Research Activities: Jennifer M. Rudolph

 

Accomplishments in past 36 months

Dr. Rudolph’s research focuses on three areas: Chinese administrative history, public policy of China, and urban history of China. Negotiated Power in Imperial China: the Zongli Yamen and the Politics of Reform, her book on bureaucratic restructuring in late nineteenth-century China, will be published in 2007 as part of the highly regarded Cornell East Asia Series. It examines how the Chinese government re-engineered its administrative structure to enable the central government to penetrate provincial and local life. Her recent article in the Chinese Historical Review, explored the new horizontal linkages forged in the late Qing between the parallel territorial and customs administrative hierarchies, resulting in a shift of the nexus of power within the regime to a new institutional organization. This historical view informs our understanding of current economic and administrative reforms in China. Her study of the active integration of Taiwan into the Chinese empire during the nineteenth century demonstrates the importance of shifting ethnic population bases on the island as well as shifting geopolitical realities. Rudolph has also explored the formation of Chinese identities in treaty ports in China.

 

Externally funded research

Rudolph has played a key role in the grants from the Andrew Mellon Foundation that have maintained the Urban China Research Network. During the last three years, this funding totaled about $1 million.

 

Work in progress and pending/planned research projects

In addition to her continuing work on the above projects, Dr. Rudolph has begun work on an urban history of Taipei, an increasingly important and increasingly global city. Although most investigations of Taipei focus on the city’s post-WWII economic development, Rudolph shows that much of the city’s urban character must be viewed in terms of its imperial and colonial legacies. Thus, her work spans the nineteenth- and twentieth-century Chinese imperial and Japanese colonial histories of the city, as well as more recent developments. Part of her focus is on the politically driven migration patterns and population shifts that have impacted Taipei’s development. Her research on more recent Chinese history will enable her to strengthen her ties to population researchers associated with the Center. 

 

Contribution to the population research program

Rudolph’s work on the steering committee of the Urban China Research Network has been important to the success of that program. In addition, she serves on the UCRN executive committee and its international advisory board.
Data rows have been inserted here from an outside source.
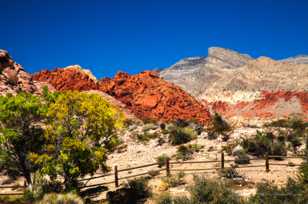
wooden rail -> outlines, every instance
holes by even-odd
[[[270,171],[270,166],[300,166],[298,164],[277,164],[277,163],[270,163],[270,160],[275,160],[275,159],[294,159],[294,158],[304,158],[305,156],[273,156],[273,155],[266,155],[264,158],[251,158],[251,161],[255,161],[255,160],[264,160],[264,164],[248,164],[248,165],[239,165],[236,166],[234,168],[256,168],[256,167],[264,167],[265,172],[269,172]],[[225,164],[229,163],[229,162],[235,162],[235,159],[225,159],[225,154],[224,152],[221,153],[220,156],[220,160],[218,159],[214,159],[214,160],[203,160],[203,161],[170,161],[169,159],[166,160],[165,163],[165,168],[159,168],[159,169],[151,169],[150,171],[158,171],[158,172],[162,172],[165,171],[166,176],[169,177],[171,176],[171,172],[176,172],[176,171],[192,171],[192,172],[200,172],[200,171],[206,171],[206,172],[217,172],[217,170],[222,170],[225,168]],[[186,168],[186,169],[179,169],[179,168],[174,168],[172,165],[185,165],[185,164],[208,164],[208,163],[217,163],[218,167],[212,167],[212,168]],[[110,173],[106,173],[103,175],[99,175],[99,176],[92,176],[89,178],[81,178],[78,181],[79,182],[86,182],[84,186],[81,187],[81,189],[85,189],[85,188],[91,188],[91,187],[98,187],[98,186],[102,186],[102,185],[108,185],[108,184],[114,184],[115,187],[119,187],[119,181],[120,180],[124,180],[124,179],[131,179],[131,178],[136,178],[139,176],[144,176],[144,175],[148,175],[149,171],[146,172],[142,172],[142,173],[138,173],[138,174],[134,174],[134,175],[129,175],[129,176],[124,176],[121,177],[120,173],[122,172],[128,172],[131,170],[136,170],[136,169],[144,169],[147,167],[153,167],[153,166],[158,166],[158,163],[150,163],[150,164],[145,164],[145,165],[140,165],[140,166],[135,166],[135,167],[130,167],[130,168],[124,168],[124,169],[119,169],[117,165],[114,166],[114,170],[113,172]],[[98,178],[103,178],[103,177],[110,177],[113,176],[113,180],[111,181],[106,181],[106,182],[100,182],[100,183],[96,183],[96,184],[90,184],[87,185],[87,183],[90,180],[93,179],[98,179]],[[0,185],[0,189],[18,189],[18,188],[22,188],[24,189],[24,186],[9,186],[9,185]],[[13,192],[13,193],[0,193],[0,195],[22,195],[22,192]]]

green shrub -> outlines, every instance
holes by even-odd
[[[173,198],[174,204],[195,204],[193,201],[191,201],[186,196],[176,196]]]
[[[187,143],[197,137],[195,131],[190,127],[175,127],[169,132],[169,141],[172,145]]]
[[[287,185],[278,188],[269,183],[261,183],[257,186],[257,192],[249,199],[253,204],[281,204],[308,202],[308,191],[301,183],[289,179]]]
[[[37,204],[83,204],[84,201],[76,194],[46,194]]]
[[[245,151],[239,151],[236,154],[234,162],[236,164],[249,164],[250,158]]]
[[[275,137],[271,132],[257,132],[254,138],[243,139],[241,146],[255,156],[286,156],[286,143],[280,135]],[[282,157],[283,158],[283,157]]]
[[[179,172],[176,175],[164,178],[164,182],[168,184],[168,187],[177,187],[185,184],[184,176],[184,172]]]
[[[222,182],[194,177],[194,185],[190,187],[192,203],[240,204],[240,197]]]
[[[132,190],[133,197],[143,199],[151,196],[151,190],[148,186],[149,179],[140,177],[128,182],[128,188]]]
[[[188,148],[191,149],[193,152],[200,152],[204,146],[199,144],[189,144]]]
[[[156,158],[156,162],[158,164],[158,167],[161,168],[161,167],[165,166],[168,159],[170,159],[170,157],[168,157],[168,155],[166,155],[166,154],[162,154],[162,155],[158,156]]]
[[[137,135],[137,140],[139,142],[142,142],[142,143],[147,143],[151,139],[155,139],[157,137],[159,137],[158,133],[156,133],[156,132],[155,133],[149,133],[149,132],[145,131],[145,132]]]
[[[176,151],[176,159],[183,161],[189,160],[192,158],[193,153],[194,152],[189,147],[181,145]]]
[[[170,193],[162,193],[156,199],[157,204],[173,204],[173,198]]]
[[[282,156],[282,157],[275,157],[276,160],[282,160],[283,157],[287,156],[287,148],[285,143],[275,142],[272,146],[271,155]]]
[[[212,117],[211,127],[208,129],[209,139],[216,139],[217,135],[229,132],[230,130],[231,126],[218,113],[215,113]]]

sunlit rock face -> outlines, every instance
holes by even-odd
[[[136,75],[119,72],[114,79],[103,79],[100,90],[126,104],[140,118],[161,121],[195,119],[210,121],[207,108],[178,86],[145,71]]]

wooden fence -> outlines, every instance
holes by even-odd
[[[270,155],[266,155],[265,158],[251,158],[250,161],[254,161],[254,160],[264,160],[264,164],[263,165],[238,165],[234,168],[256,168],[256,167],[264,167],[264,171],[265,172],[269,172],[270,171],[270,166],[288,166],[288,164],[275,164],[275,163],[270,163],[271,159],[295,159],[295,158],[301,158],[303,159],[304,156],[270,156]],[[156,168],[155,171],[158,172],[163,172],[165,171],[165,175],[167,177],[171,176],[172,173],[171,172],[176,172],[176,171],[190,171],[192,173],[194,172],[200,172],[200,171],[211,171],[211,172],[215,172],[218,170],[223,170],[225,169],[225,164],[226,163],[230,163],[230,162],[235,162],[235,159],[225,159],[225,154],[224,152],[221,153],[220,159],[215,159],[215,160],[203,160],[203,161],[171,161],[169,159],[166,160],[164,168]],[[216,163],[218,164],[218,167],[212,167],[212,168],[186,168],[186,169],[177,169],[177,168],[173,168],[172,165],[185,165],[185,164],[210,164],[210,163]],[[97,175],[97,176],[92,176],[89,178],[81,178],[78,181],[81,182],[83,185],[81,186],[81,189],[88,189],[88,188],[92,188],[92,187],[98,187],[98,186],[106,186],[106,185],[110,185],[110,184],[114,184],[115,187],[119,187],[119,181],[120,180],[125,180],[125,179],[132,179],[132,178],[136,178],[139,176],[145,176],[145,175],[149,175],[149,171],[143,172],[143,173],[139,173],[139,174],[134,174],[134,175],[129,175],[129,176],[124,176],[121,177],[120,173],[122,172],[130,172],[132,170],[136,170],[136,169],[144,169],[147,167],[158,167],[158,163],[151,163],[151,164],[145,164],[145,165],[141,165],[141,166],[135,166],[135,167],[130,167],[130,168],[124,168],[124,169],[119,169],[117,165],[114,166],[114,170],[113,172],[110,173],[106,173],[106,174],[102,174],[102,175]],[[300,166],[300,165],[292,165],[292,166]],[[152,168],[151,170],[154,170],[154,168]],[[90,184],[87,185],[89,181],[94,180],[94,179],[98,179],[98,178],[104,178],[104,177],[113,177],[113,180],[111,181],[106,181],[106,182],[101,182],[101,183],[95,183],[95,184]],[[5,189],[5,188],[9,188],[9,189],[25,189],[25,186],[1,186],[0,185],[0,189]],[[14,193],[0,193],[0,195],[22,195],[23,192],[14,192]]]

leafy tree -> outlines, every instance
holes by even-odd
[[[47,116],[43,153],[33,153],[31,161],[52,180],[60,175],[65,190],[77,189],[77,178],[107,170],[107,153],[117,145],[116,129],[123,115],[102,96],[65,92],[51,103]]]
[[[44,144],[41,128],[47,112],[38,96],[20,93],[0,96],[0,169],[11,177],[23,176],[32,184],[35,170],[27,159],[29,153],[39,153]]]
[[[231,126],[218,114],[213,116],[211,127],[209,128],[209,135],[211,138],[217,138],[217,135],[223,135],[223,139],[229,139],[228,132],[231,131]]]

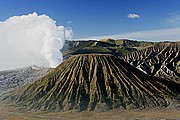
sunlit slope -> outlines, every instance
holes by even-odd
[[[145,73],[180,83],[180,42],[162,42],[121,57]]]
[[[6,97],[40,110],[131,109],[173,104],[180,85],[149,77],[112,55],[75,55],[45,77]]]

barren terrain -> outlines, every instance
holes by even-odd
[[[180,120],[180,109],[113,110],[109,112],[24,111],[0,105],[0,120]]]

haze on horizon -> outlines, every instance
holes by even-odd
[[[56,66],[60,63],[59,61],[62,61],[60,60],[62,57],[57,57],[61,53],[56,50],[62,47],[65,39],[71,39],[72,35],[72,39],[75,40],[102,39],[104,37],[110,37],[114,39],[128,38],[147,41],[179,41],[179,5],[179,0],[174,0],[173,2],[164,0],[3,1],[0,4],[0,25],[3,24],[3,26],[6,26],[4,24],[5,21],[9,19],[13,20],[11,18],[17,16],[28,16],[34,12],[37,16],[45,16],[48,22],[46,21],[45,24],[42,25],[42,21],[35,22],[30,20],[26,23],[25,20],[26,24],[20,25],[20,23],[22,23],[21,20],[18,21],[19,23],[14,23],[14,21],[12,21],[11,23],[13,23],[13,25],[9,28],[6,27],[8,32],[0,26],[0,70],[32,64],[48,66],[47,64],[50,63],[47,63],[45,59],[52,60],[52,64],[55,63],[54,65],[49,66]],[[24,19],[22,21],[24,22]],[[49,21],[53,27],[50,27],[50,24],[46,24],[49,23]],[[34,23],[36,23],[36,25],[34,25]],[[26,29],[27,25],[29,27]],[[25,36],[22,32],[23,29],[25,31],[31,31],[31,26],[34,26],[33,28],[35,30],[33,34],[28,34],[29,38],[36,37],[36,40],[30,40],[29,38],[26,39],[27,37],[24,37],[23,39],[20,39],[22,41],[19,41],[20,36]],[[44,33],[39,32],[38,30],[42,30],[42,26],[45,26],[46,30],[49,31],[49,33],[52,33],[50,38],[53,40],[57,38],[59,41],[58,44],[51,42],[52,44],[60,45],[56,47],[56,50],[52,50],[52,47],[46,46],[46,48],[51,51],[50,57],[40,56],[42,55],[43,47],[40,45],[42,43],[39,41],[42,41]],[[62,26],[61,30],[58,30],[59,26]],[[17,31],[13,31],[11,28],[18,29]],[[18,30],[21,31],[19,32]],[[35,33],[42,33],[42,35],[39,35],[41,37],[38,38]],[[18,43],[15,44],[15,48],[18,48],[18,51],[21,51],[18,55],[13,50],[10,50],[10,47],[12,47],[11,43]],[[28,52],[22,52],[23,49],[28,48],[32,43],[34,46],[30,46]],[[53,46],[52,44],[51,46]],[[36,45],[40,45],[41,47],[37,47]],[[23,46],[21,47],[22,49],[19,49],[20,46]],[[32,51],[31,48],[33,47],[39,52],[36,50]],[[29,53],[33,54],[33,57],[31,57]],[[54,57],[54,55],[56,57]],[[22,58],[26,59],[23,60]],[[43,64],[41,61],[43,61]]]

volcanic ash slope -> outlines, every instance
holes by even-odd
[[[51,69],[29,66],[0,71],[0,95],[17,90],[45,76]]]
[[[180,83],[180,42],[157,43],[126,54],[121,59],[148,75]]]
[[[108,111],[167,107],[179,94],[177,83],[149,77],[112,55],[89,54],[70,57],[5,99],[27,109]]]

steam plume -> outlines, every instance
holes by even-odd
[[[27,65],[56,67],[63,61],[59,51],[71,28],[57,26],[47,15],[13,16],[0,22],[0,69]]]

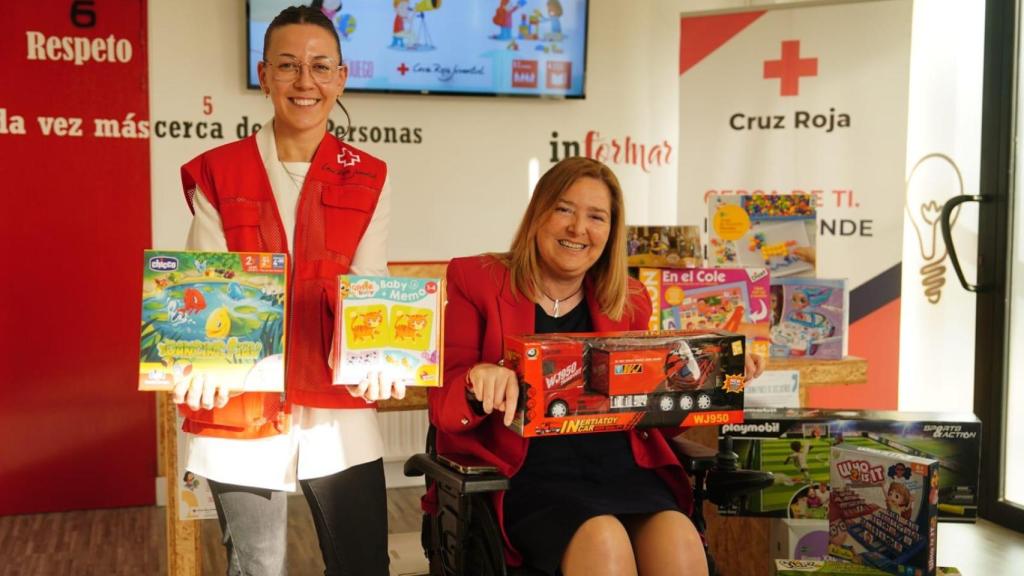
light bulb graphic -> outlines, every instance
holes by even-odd
[[[917,233],[918,246],[924,264],[921,266],[921,286],[928,302],[938,304],[942,287],[946,284],[946,243],[939,231],[942,206],[953,196],[964,193],[964,179],[952,158],[933,152],[921,157],[907,177],[906,210]],[[956,225],[960,209],[953,211],[950,227]]]

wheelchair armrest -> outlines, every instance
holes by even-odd
[[[676,453],[679,462],[687,474],[707,472],[715,465],[715,456],[718,452],[714,448],[708,448],[703,444],[687,440],[682,434],[675,436],[669,442],[672,451]]]
[[[775,482],[771,472],[760,470],[718,470],[708,471],[708,500],[727,506],[736,498],[768,488]]]
[[[508,478],[498,472],[463,474],[431,454],[414,454],[405,461],[406,476],[423,476],[456,494],[482,494],[508,490]]]

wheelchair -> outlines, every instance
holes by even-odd
[[[406,476],[425,476],[427,486],[437,487],[437,512],[423,515],[420,535],[430,563],[430,576],[537,576],[528,567],[505,564],[501,527],[489,494],[506,490],[509,479],[496,472],[464,474],[438,458],[434,428],[427,433],[426,453],[405,462]],[[718,451],[676,436],[669,444],[679,457],[693,485],[694,512],[690,517],[704,538],[704,501],[727,505],[749,492],[772,485],[770,472],[741,470],[732,451],[732,439],[719,440]],[[714,561],[707,553],[709,574]]]

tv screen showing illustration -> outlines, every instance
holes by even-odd
[[[270,21],[294,0],[248,0],[248,84]],[[322,0],[346,90],[583,98],[587,0]]]

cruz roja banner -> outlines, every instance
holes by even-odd
[[[868,384],[821,405],[895,408],[911,3],[684,16],[680,224],[712,194],[810,194],[817,276],[845,278]]]

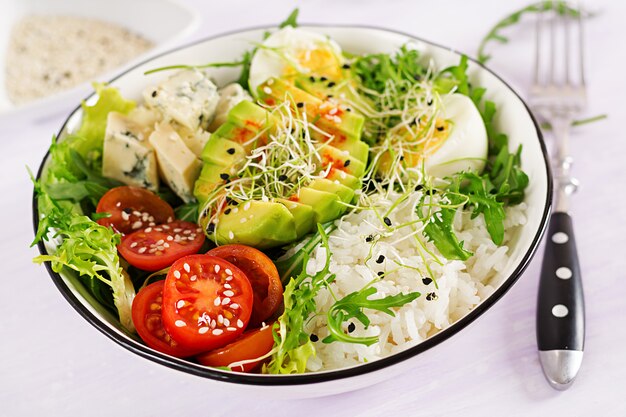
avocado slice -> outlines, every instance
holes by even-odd
[[[325,178],[317,178],[311,181],[308,186],[314,190],[336,194],[344,203],[351,203],[354,198],[354,190],[342,185],[339,181],[334,182]]]
[[[284,205],[287,207],[287,210],[291,212],[296,224],[296,239],[300,239],[313,230],[313,226],[315,225],[315,212],[311,206],[284,198],[277,198],[274,201]]]
[[[340,81],[304,75],[296,78],[296,85],[307,93],[314,95],[320,100],[334,99],[346,105],[350,102],[358,103],[365,100],[356,92],[356,88],[350,88],[354,84],[349,70],[342,71]],[[354,109],[351,109],[351,111],[354,111]]]
[[[315,213],[315,223],[325,223],[335,220],[346,211],[337,194],[320,191],[311,187],[302,187],[298,194],[289,198],[298,203],[306,204]]]
[[[281,246],[297,237],[294,217],[283,204],[257,200],[229,206],[219,214],[214,233],[219,245],[241,243],[259,249]]]
[[[206,145],[204,145],[200,158],[203,162],[209,164],[233,166],[243,161],[245,155],[245,149],[238,143],[212,135]]]
[[[228,179],[226,175],[229,175],[229,172],[229,167],[210,162],[204,163],[193,188],[193,194],[200,203],[200,207],[206,203],[209,195]]]
[[[338,170],[336,168],[332,168],[326,179],[331,181],[339,181],[340,184],[345,185],[353,190],[358,190],[363,186],[363,183],[360,178],[355,177],[354,175],[347,174],[344,171]]]
[[[359,178],[365,173],[365,164],[353,158],[347,151],[339,150],[334,146],[324,145],[318,149],[318,152],[322,158],[321,169],[332,165],[334,169]]]
[[[270,112],[247,100],[241,101],[230,109],[227,120],[236,126],[245,127],[256,133],[271,129],[276,125],[276,118]]]

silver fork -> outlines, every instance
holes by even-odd
[[[548,22],[544,22],[546,17]],[[537,347],[544,374],[557,390],[567,389],[578,374],[585,340],[582,280],[568,211],[570,196],[578,187],[578,181],[570,174],[573,161],[569,155],[569,132],[574,118],[586,107],[587,94],[582,17],[579,14],[575,25],[572,21],[572,17],[559,16],[556,12],[538,13],[535,75],[529,100],[535,112],[552,126],[556,145],[552,161],[554,212],[548,227],[537,299]],[[557,36],[557,26],[563,27],[562,39]],[[574,42],[572,29],[578,31]],[[545,58],[542,59],[542,38],[546,35],[547,65]],[[561,41],[563,45],[559,47]],[[577,54],[573,53],[575,49]],[[561,71],[557,68],[557,55],[563,59]]]

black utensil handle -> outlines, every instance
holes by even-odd
[[[553,213],[541,266],[537,300],[539,350],[580,350],[585,344],[585,305],[572,218]]]

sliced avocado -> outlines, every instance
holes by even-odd
[[[317,178],[311,181],[309,187],[314,190],[337,194],[344,203],[351,203],[354,198],[354,190],[342,185],[339,181],[334,182],[325,178]]]
[[[347,151],[342,151],[334,146],[324,145],[318,149],[318,152],[322,157],[321,169],[332,165],[334,169],[359,178],[365,173],[365,164],[353,158]]]
[[[212,135],[204,145],[200,158],[205,163],[232,166],[244,160],[246,151],[236,142]]]
[[[267,140],[266,136],[261,134],[259,130],[254,128],[248,129],[232,122],[226,122],[221,125],[215,133],[213,133],[213,136],[236,142],[243,146],[246,151],[253,149],[257,143]]]
[[[339,142],[360,140],[365,119],[360,114],[342,110],[336,103],[320,100],[294,85],[270,78],[259,86],[259,98],[269,105],[289,99],[294,111],[304,111],[309,120]]]
[[[229,206],[217,220],[214,233],[220,245],[241,243],[265,249],[293,242],[297,237],[294,217],[280,203],[251,200]]]
[[[338,169],[331,169],[326,179],[331,181],[339,181],[339,183],[349,187],[353,190],[358,190],[363,186],[360,178],[355,177],[354,175],[346,174],[344,171]]]
[[[264,129],[271,129],[276,124],[276,118],[270,112],[247,100],[230,109],[228,121],[256,133]]]
[[[342,71],[341,81],[309,76],[296,78],[298,87],[321,100],[334,99],[346,104],[364,101],[365,99],[356,92],[356,88],[350,88],[350,84],[354,84],[354,81],[348,70]]]
[[[229,175],[230,169],[222,165],[205,162],[200,171],[200,176],[196,180],[193,188],[193,194],[198,199],[200,206],[204,205],[209,195],[219,185],[223,184]]]
[[[337,194],[310,187],[302,187],[297,195],[289,199],[310,206],[315,213],[315,223],[335,220],[346,211],[346,206]]]
[[[291,212],[293,219],[296,223],[296,235],[297,239],[309,233],[313,230],[315,225],[315,212],[311,206],[298,203],[297,201],[285,200],[283,198],[277,198],[274,201],[287,207],[287,210]]]

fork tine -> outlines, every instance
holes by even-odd
[[[564,33],[564,42],[565,42],[565,85],[570,85],[570,25],[569,25],[570,17],[568,16],[568,11],[565,10],[561,16],[561,21],[563,22],[563,33]]]
[[[555,2],[552,1],[552,9],[555,8]],[[550,16],[550,84],[554,84],[554,66],[555,66],[555,53],[556,53],[556,12]]]
[[[580,2],[577,3],[578,8],[578,55],[580,57],[580,85],[585,87],[585,48],[583,40],[583,11]]]

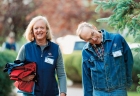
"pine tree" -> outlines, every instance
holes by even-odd
[[[98,6],[95,12],[101,9],[112,10],[112,14],[107,18],[97,19],[97,22],[107,22],[119,32],[128,28],[128,34],[132,34],[136,42],[140,42],[140,2],[138,0],[94,0]],[[140,48],[137,49],[140,56]],[[140,78],[140,74],[138,74]],[[138,82],[140,84],[140,81]],[[140,86],[137,87],[140,92]]]
[[[98,4],[95,11],[111,9],[112,15],[97,19],[97,22],[107,22],[118,31],[128,28],[128,34],[133,34],[140,41],[140,3],[133,0],[95,0]]]

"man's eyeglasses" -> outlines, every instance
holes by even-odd
[[[89,39],[87,39],[86,41],[87,42],[90,42],[91,40],[93,40],[93,38],[94,38],[94,32],[92,31],[91,32],[91,37]]]

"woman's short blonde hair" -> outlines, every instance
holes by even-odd
[[[36,16],[36,17],[32,18],[32,20],[28,24],[27,29],[25,31],[25,34],[24,34],[25,38],[28,41],[33,41],[35,39],[34,35],[33,35],[33,26],[38,20],[43,20],[46,23],[46,29],[47,29],[46,39],[52,40],[52,32],[51,32],[50,24],[49,24],[47,18],[44,16]]]
[[[96,28],[95,26],[91,25],[90,23],[87,23],[87,22],[82,22],[82,23],[80,23],[80,24],[78,25],[77,30],[76,30],[76,35],[78,35],[81,39],[82,39],[82,37],[81,37],[81,32],[82,32],[82,29],[83,29],[84,27],[89,27],[89,28],[91,28],[91,29],[97,30],[97,28]]]

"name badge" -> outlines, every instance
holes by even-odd
[[[119,56],[122,56],[122,52],[121,52],[121,50],[118,50],[118,51],[112,52],[112,54],[113,54],[113,57],[119,57]]]
[[[49,64],[53,64],[54,59],[46,57],[46,58],[45,58],[45,62],[46,62],[46,63],[49,63]]]

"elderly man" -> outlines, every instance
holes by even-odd
[[[127,96],[133,56],[125,39],[86,22],[78,25],[76,33],[87,42],[82,50],[84,96]]]

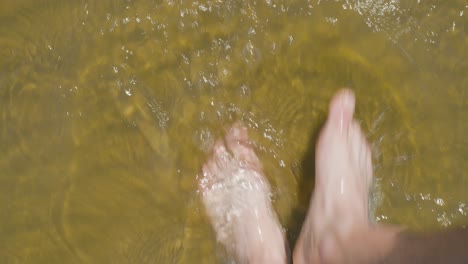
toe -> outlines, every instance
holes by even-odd
[[[250,141],[247,128],[243,126],[240,122],[234,123],[229,129],[228,133],[226,134],[226,141],[229,140],[249,143]]]
[[[251,169],[261,170],[260,161],[250,143],[247,128],[236,123],[226,135],[226,144],[234,158]]]
[[[211,170],[209,169],[207,164],[203,164],[202,168],[202,175],[200,178],[198,178],[198,190],[201,192],[204,192],[211,186]]]
[[[216,142],[213,148],[213,160],[216,164],[217,170],[221,170],[222,168],[226,167],[226,164],[230,160],[230,154],[226,149],[224,141],[221,139]]]
[[[353,121],[349,130],[349,142],[355,156],[355,164],[360,167],[362,174],[366,176],[366,186],[372,181],[372,157],[367,139],[357,121]]]
[[[353,120],[354,105],[354,93],[350,89],[337,92],[330,103],[329,122],[338,125],[341,131],[346,130]]]

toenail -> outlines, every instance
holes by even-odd
[[[351,91],[344,90],[342,100],[341,100],[341,106],[347,107],[351,104],[351,101],[352,101]]]

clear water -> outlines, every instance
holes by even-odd
[[[328,100],[357,94],[373,220],[468,223],[463,0],[0,2],[0,262],[219,263],[196,193],[250,128],[291,244]]]

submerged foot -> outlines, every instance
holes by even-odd
[[[283,232],[270,186],[247,129],[235,124],[215,144],[199,179],[217,241],[241,263],[286,263]]]
[[[330,103],[316,147],[315,189],[294,263],[341,263],[341,241],[369,224],[372,163],[369,145],[353,119],[354,104],[349,90],[338,92]]]

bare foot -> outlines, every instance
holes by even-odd
[[[294,263],[341,263],[339,244],[369,225],[372,180],[369,145],[353,120],[354,95],[338,92],[316,147],[315,190],[301,230]]]
[[[217,241],[230,254],[241,263],[286,263],[270,186],[245,127],[235,124],[218,140],[198,180]]]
Her language skills in classical and modern Chinese, as well as in Japanese, have the potential to benefit other researchers as well.

 

Use of infrastructure cores and activities

Rudolph contributes to and uses the resources provided by the Urban China Research Network housed at the Center, and for her work on renewal proposals for UCRN she relied on the Administrative Core for assistance. As a central member of UCRN, she has benefited from the working-group support extended to it by CSDA.